My relationship with my kids has gone to pot. There is nothing that I can do right. They have seen their father talk all kinds of ways about me and have imitated the behavior. I know that I need help to repair my relationship with them. However, I have not court order to force it.
What is your opinion on kids getting counseling?

And how do I get them into it when the other spouse benefits from my parental alienation from my kids?


----------



## SlowlyGettingWiser (Apr 7, 2012)

1.) How old are your kids?

2.) How long have you and hubby been separated?

3.) Do you have a 'legal' separation (piece of paper through the courts) or just a regular separation?
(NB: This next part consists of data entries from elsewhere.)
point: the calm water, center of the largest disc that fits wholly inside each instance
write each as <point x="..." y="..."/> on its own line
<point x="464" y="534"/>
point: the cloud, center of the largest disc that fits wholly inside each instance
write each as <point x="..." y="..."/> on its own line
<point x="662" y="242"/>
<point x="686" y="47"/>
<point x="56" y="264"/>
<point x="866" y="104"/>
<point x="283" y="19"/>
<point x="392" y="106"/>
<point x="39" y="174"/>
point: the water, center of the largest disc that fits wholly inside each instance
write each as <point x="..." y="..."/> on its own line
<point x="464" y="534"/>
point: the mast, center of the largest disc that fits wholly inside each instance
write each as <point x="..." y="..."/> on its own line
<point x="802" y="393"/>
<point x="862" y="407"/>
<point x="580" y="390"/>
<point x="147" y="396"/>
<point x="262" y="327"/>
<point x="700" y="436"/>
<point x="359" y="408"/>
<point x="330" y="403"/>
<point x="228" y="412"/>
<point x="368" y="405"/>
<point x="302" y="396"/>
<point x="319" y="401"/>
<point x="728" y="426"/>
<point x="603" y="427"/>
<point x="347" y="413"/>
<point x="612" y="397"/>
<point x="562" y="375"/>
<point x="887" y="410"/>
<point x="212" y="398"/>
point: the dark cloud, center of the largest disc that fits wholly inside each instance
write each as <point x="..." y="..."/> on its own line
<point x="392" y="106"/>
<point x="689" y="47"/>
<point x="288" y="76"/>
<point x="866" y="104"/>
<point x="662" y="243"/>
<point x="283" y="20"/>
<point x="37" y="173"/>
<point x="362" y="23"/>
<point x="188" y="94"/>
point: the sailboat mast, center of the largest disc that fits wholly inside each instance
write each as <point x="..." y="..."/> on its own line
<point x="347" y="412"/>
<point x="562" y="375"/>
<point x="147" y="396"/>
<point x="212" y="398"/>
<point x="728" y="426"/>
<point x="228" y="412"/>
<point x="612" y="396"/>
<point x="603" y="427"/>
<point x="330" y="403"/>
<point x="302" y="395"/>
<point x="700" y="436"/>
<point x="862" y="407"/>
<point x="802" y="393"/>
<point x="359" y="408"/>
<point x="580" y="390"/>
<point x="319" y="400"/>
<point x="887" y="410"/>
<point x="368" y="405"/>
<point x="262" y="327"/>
4.) Do you have an attorney? If not, contact Legal Aid (listed in your YellowPages). They offer free/low-cost legal advice. Explain your situation and ask them if you have any legal rights to demand counseling for the kids.

Good Luck!


----------



## SunnyT (Jun 22, 2011)

You are a parent. Take them to counseling if you want to. Do what is best for you and your children. Period.


----------



## Married in VA (Jan 6, 2012)

You don't need your husband's permission to take your kids to counseling.  If there is no custody agreement in place then you have equal access to your kids. If you husband denies you access to your kids then you file for joint or sole custody so you can have your parenting time. If you two can't agree, and it doesn't sound like you can, then the court is going to have to get involved to keep things fair. Please see an attorney.


----------